I'm so glad for Terah's sake that thus far she seems to be a wonderfully normal and healthy baby, who seems to be having no trouble thriving under our care and plumping up with the abundance of milk she is partaking of! One of the most appropriate outfits for Terah to wear these days is the very hungry caterpillar sleeper. We modify the "he" to be "she" and then it suits her perfectly to have an outfit that states, "but she was still hungry."  Here she is trying out daddy's finger, which she enjoyed while it lasted:



She seems, in general, to be waking up to the world around her and thankfully is doing most of that during normal waking hours (it's not that she isn't cute in the midnight to 5 a.m. range, but when my eyes are not as bright as hers it's hard to fully enjoy it).  We are getting more smiles and her sounds are changing, to the extent that Alida has exclaimed on multiple occasions, "She's learning to talk already."  She seems to soak up any number of people adoring her at any given time. The other night at dinner we were all surrounding her and giving her lots of kisses. She just looked at us as if it was perfectly normal for four people to be taking turns loving on her.  I'm so glad that she finds her world to be a place in which she is treasured. I wish that for all little people!

She'll be three weeks old tomorrow and as of yesterday she made her first contributions to our humanure composting system.  She's become such a pro at going potty in the sink that it seemed worth shifting the location to the actual toilet.  The first time she grunted for awhile and didn't go until I carried her over to the sink, but the following two times were successful (I just have to work at holding her so she hits the hole with her explosions!).

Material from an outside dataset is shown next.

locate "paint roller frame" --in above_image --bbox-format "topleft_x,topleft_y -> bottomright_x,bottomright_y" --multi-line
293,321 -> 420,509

The part of Terah's week that she was most unimpressed with was our attempt to give her her first bath.  Let's just say it was a very abbreviated bath and she was maybe just a tad cleaner after it than before.  It was her first time immersed in water and while it felt very comfortable to the rest of us inside, my guess is the combination of being naked, wet and a bit chilly did her in. As soon as she got wrapped up in a towel and in her daddy's arms, she calmed immediately. And after a little warm milk made its way to her belly, she seemed to have forgiven us. Maybe we'll try the next one right up by the wood stove and see if that helps matters.  I imagine what will help the most is her getting a little bigger and a little older and so until then she just might smell more like regurgitated breast milk than soap.

 Well, let's not end on the bath-time trauma.  Instead, here is just one more picture of Alida enjoying being a big sister. She continues to talk about being Kali's age and at times acts a little more like Terah's age, but Kali helped her tremendously the other day by pointing out to her that fact that in our family she will be the only one that gets to be both a little sister and a big sister.  She is reveling in that position of privilege!